Schreck says that as a teenager she considered the Constitution to be a "beautiful" document, made all the more impressive by its status as a "living, warm-blooded" document that takes "many different ingredient and (boils) them together until they transform into something else, something that is sometimes magic." As an adult, she holds the same respect for the country's founding document, but acknowledges that it might be time to make some major changes.
"It's obviously been amended many times, although it hasn't been since (1992)," Schreck said. "It's difficult to get an amendment passed, but I do think if people understood more deeply how their human rights were affected by Supreme Court cases that maybe there would be a bigger movement to pass amendments."
That question, whether the Constitution should stay untouched, be amended or perhaps even be abolished altogether, is addressed at the very end of the play, when Schreck reenacts the debate hall that she was so familiar with in her younger years. She and a teenage debater — either Rosdely Ciprian, 14 at the time of filming, or Thursday Williams, 19 at the time — flip a coin to determine if they'll debate to keep or abolish the document. During the unscripted debate, the dueling sides make their best arguments; when the debate closes, an audience member is selected to decide whether the Constitution should stay or go.
Over 180 performances on Broadway, the Constitution was abolished 57 times and kept 123 times. The filmed version of the show ends with an audience member voting to abolish the document, something that Schreck said was unplanned.
"We didn't have a choice about what we featured, because we filmed the show twice in front of a live audience and for some reason that day both judges voted to abolish," she said. "We just don't actually have any footage of anyone voting to keep, which is odd because usually people voted to keep. When (director Marielle Heller) and I were in the editing room, we said 'I guess this film ends with someone abolishing the Constitution!'"
Schreck said that even as she wrote and performed the play, she frequently changes her mind on whether the country's founding document should stay or go.
"When we first created a debate, I was firmly in the camp of 'Keep the Constitution.' I saw it as a fun theatrical way to end the play," Schreck explained. "I thought 'What if you could put out this argument and argue it as well as you could and see what the audience decided,' but I was firmly in the camp of 'Of course we can't get rid of it, it's a document that's a work of genius.'"
However, as she worked with Williams and Ciprian, she said that her opinion began to change.
"We had these debate camps, and our arguments got much better and more sophisticated and once that happened I really on any given night might leave the stage thinking 'Yeah, I think we need a Constitutional convention and we need to remake this document," she said, laughing.
While Schreck doesn't think any sweeping changes should be made at this moment in time — "I don't know, practically, how you would do it without endangering some very fundamental rights," she explained — she does hope the country can take inspiration from other constitutions around the world and maybe add some new amendments.
"I feel like this moment is showing us how important the Equal Rights Amendment is, and I think that's a no-brainer," said Schreck, referencing an amendment proposed in 1972 that would guarantee equal legal rights for all American citizens, regardless of sex.
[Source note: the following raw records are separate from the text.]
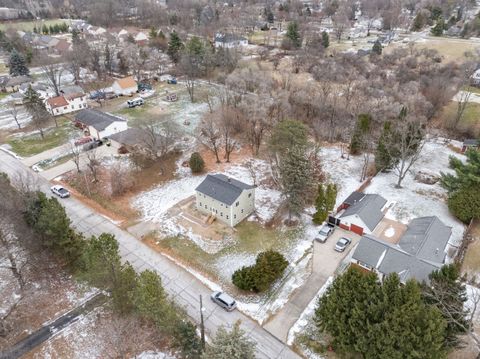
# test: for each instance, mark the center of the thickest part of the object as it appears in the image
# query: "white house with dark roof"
(421, 250)
(228, 200)
(100, 124)
(361, 213)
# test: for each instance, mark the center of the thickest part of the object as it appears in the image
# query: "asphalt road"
(46, 332)
(180, 284)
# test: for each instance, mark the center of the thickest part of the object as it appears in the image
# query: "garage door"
(356, 229)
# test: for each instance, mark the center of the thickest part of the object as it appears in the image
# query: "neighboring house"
(360, 213)
(230, 41)
(470, 144)
(421, 250)
(100, 124)
(475, 79)
(228, 200)
(13, 84)
(125, 87)
(73, 99)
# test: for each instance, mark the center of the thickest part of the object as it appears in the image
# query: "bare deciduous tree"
(93, 163)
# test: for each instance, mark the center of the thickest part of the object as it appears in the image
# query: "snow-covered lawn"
(155, 204)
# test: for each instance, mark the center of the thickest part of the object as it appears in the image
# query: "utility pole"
(202, 326)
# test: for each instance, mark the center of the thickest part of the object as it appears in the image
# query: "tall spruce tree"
(362, 128)
(175, 47)
(325, 39)
(383, 159)
(293, 34)
(447, 293)
(17, 64)
(36, 108)
(380, 320)
(296, 179)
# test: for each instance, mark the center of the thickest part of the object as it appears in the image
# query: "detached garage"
(363, 215)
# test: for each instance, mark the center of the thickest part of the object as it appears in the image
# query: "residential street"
(182, 286)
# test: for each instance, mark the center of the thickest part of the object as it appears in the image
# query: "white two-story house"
(228, 200)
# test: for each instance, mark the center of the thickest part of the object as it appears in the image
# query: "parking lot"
(325, 262)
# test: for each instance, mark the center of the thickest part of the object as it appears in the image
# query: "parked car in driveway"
(224, 300)
(60, 191)
(324, 233)
(342, 243)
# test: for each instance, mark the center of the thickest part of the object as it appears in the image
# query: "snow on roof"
(127, 82)
(222, 188)
(58, 101)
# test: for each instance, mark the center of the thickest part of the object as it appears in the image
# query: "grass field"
(33, 144)
(29, 25)
(250, 239)
(470, 120)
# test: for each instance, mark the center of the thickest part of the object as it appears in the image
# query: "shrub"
(268, 267)
(196, 163)
(465, 204)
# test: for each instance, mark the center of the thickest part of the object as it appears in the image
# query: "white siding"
(230, 215)
(354, 219)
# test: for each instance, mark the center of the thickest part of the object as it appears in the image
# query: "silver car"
(224, 300)
(60, 191)
(324, 233)
(342, 243)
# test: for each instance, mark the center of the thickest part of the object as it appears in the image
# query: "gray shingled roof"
(426, 238)
(96, 119)
(354, 197)
(369, 209)
(420, 251)
(222, 188)
(389, 258)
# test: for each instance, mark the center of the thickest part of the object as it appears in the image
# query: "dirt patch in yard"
(118, 208)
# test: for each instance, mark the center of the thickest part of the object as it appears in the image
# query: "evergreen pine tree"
(325, 39)
(17, 64)
(175, 46)
(377, 48)
(293, 34)
(196, 163)
(447, 293)
(362, 127)
(187, 340)
(234, 344)
(296, 179)
(36, 108)
(320, 205)
(383, 159)
(439, 27)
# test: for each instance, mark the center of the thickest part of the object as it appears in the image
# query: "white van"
(135, 102)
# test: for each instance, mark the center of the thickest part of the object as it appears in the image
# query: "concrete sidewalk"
(325, 262)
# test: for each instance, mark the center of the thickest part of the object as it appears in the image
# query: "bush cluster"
(268, 267)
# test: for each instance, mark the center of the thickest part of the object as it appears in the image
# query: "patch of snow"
(390, 232)
(307, 313)
(153, 355)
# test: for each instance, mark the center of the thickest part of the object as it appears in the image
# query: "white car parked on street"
(60, 191)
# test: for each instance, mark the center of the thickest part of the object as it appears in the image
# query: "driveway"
(325, 262)
(184, 287)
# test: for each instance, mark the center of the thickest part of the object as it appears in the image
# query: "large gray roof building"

According to a poll from The Associated Press-NORC Center for Public Affairs Research, roughly 3 in 4 Americans support the amendment, while 72% of the surveyed population incorrectly believe that the Constitution already guarantees men and women equal rights under the law.
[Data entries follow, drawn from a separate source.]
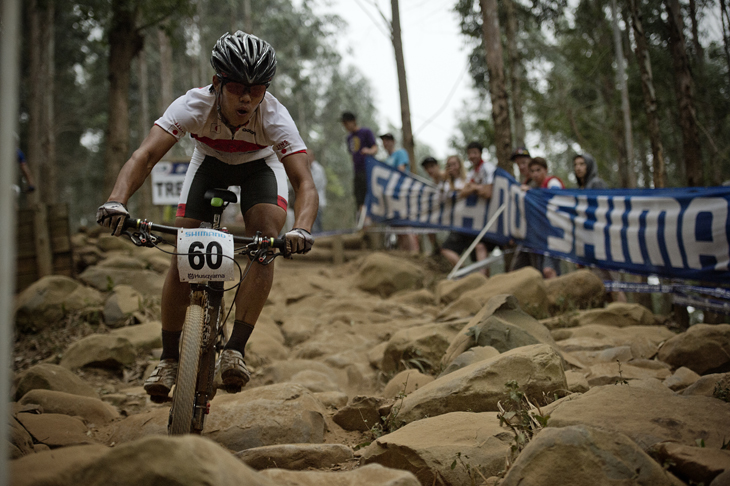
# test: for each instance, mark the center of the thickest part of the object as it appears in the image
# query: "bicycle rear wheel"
(183, 400)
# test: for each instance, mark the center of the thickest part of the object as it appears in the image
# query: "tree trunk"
(405, 107)
(124, 43)
(626, 166)
(650, 103)
(495, 66)
(38, 156)
(166, 96)
(145, 194)
(515, 73)
(685, 96)
(725, 17)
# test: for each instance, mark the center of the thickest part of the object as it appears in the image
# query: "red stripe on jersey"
(299, 152)
(230, 146)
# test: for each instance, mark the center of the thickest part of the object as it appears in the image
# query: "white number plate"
(207, 255)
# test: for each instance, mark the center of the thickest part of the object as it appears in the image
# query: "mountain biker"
(243, 137)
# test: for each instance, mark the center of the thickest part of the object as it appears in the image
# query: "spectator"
(540, 176)
(455, 179)
(320, 182)
(481, 175)
(548, 265)
(360, 144)
(25, 170)
(398, 159)
(479, 182)
(586, 172)
(431, 166)
(521, 157)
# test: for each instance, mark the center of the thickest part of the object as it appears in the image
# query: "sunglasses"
(240, 89)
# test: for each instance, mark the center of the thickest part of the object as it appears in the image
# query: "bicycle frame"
(203, 336)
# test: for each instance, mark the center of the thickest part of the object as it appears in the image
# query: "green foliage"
(522, 416)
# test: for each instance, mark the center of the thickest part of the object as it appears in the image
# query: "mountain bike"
(205, 260)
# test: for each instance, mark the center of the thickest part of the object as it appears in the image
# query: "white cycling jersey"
(271, 131)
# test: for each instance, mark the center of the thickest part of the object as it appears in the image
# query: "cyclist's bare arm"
(157, 143)
(307, 200)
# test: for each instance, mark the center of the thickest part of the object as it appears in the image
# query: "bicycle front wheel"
(183, 400)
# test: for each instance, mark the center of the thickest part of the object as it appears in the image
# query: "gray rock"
(580, 455)
(51, 377)
(90, 410)
(371, 475)
(101, 351)
(703, 348)
(469, 357)
(296, 457)
(49, 300)
(360, 414)
(478, 387)
(647, 416)
(384, 275)
(428, 448)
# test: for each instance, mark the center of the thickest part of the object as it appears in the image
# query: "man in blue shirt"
(398, 159)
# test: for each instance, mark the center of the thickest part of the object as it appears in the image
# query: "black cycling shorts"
(261, 181)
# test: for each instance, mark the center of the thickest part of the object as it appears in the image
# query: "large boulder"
(275, 414)
(362, 413)
(537, 369)
(144, 337)
(50, 299)
(616, 314)
(188, 460)
(420, 346)
(384, 275)
(90, 410)
(51, 377)
(703, 348)
(120, 305)
(714, 385)
(448, 291)
(642, 340)
(646, 416)
(146, 282)
(692, 464)
(372, 475)
(469, 357)
(101, 351)
(503, 325)
(406, 382)
(580, 455)
(439, 449)
(296, 457)
(526, 284)
(55, 467)
(575, 290)
(55, 430)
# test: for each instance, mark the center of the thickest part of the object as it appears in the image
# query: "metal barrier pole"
(9, 19)
(476, 241)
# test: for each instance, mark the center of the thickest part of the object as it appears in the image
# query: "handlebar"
(148, 227)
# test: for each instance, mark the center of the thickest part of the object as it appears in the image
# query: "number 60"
(211, 256)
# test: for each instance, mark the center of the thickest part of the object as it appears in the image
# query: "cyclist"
(243, 137)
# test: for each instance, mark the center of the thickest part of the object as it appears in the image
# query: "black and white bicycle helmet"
(243, 58)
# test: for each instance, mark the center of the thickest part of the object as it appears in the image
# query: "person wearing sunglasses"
(243, 137)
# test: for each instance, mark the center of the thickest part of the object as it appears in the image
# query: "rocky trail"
(377, 371)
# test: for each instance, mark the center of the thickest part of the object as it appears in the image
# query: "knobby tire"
(183, 400)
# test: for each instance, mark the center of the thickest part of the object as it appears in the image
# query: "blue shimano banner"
(675, 233)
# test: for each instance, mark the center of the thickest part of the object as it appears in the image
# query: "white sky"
(435, 56)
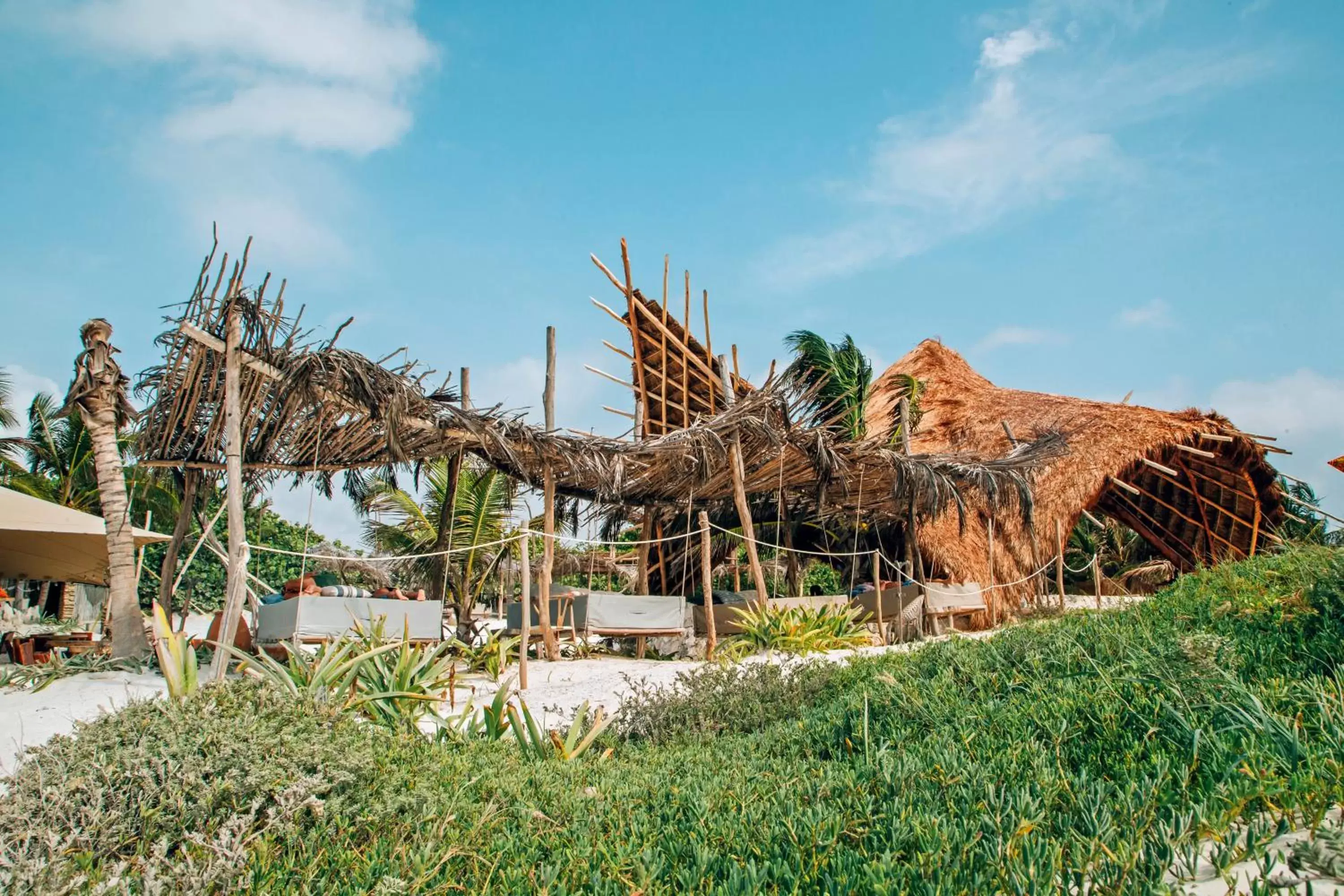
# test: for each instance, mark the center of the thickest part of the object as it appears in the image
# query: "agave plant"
(177, 657)
(801, 629)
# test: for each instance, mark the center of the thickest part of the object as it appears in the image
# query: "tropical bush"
(1088, 754)
(801, 629)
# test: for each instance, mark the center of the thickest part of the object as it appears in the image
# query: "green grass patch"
(1086, 754)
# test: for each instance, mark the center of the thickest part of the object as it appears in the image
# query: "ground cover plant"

"A surprising number of people think we ratified the ERA," Schreck continued. "It seems like a really easy thing to say, that there should be no discrimination on the basis of sex."
Beyond ratifying the ERA, Schreck said she'd like to see a climate change amendment.
"I have babies with two X chromosomes," she said. "I really want them to be truly equal in this country when they grow up. I want them to enjoy that right, which they deserve. I want them to have a future ... As a new mother, I am really hoping that we can, as a country, come through this very scary moment to something that looks better for the future."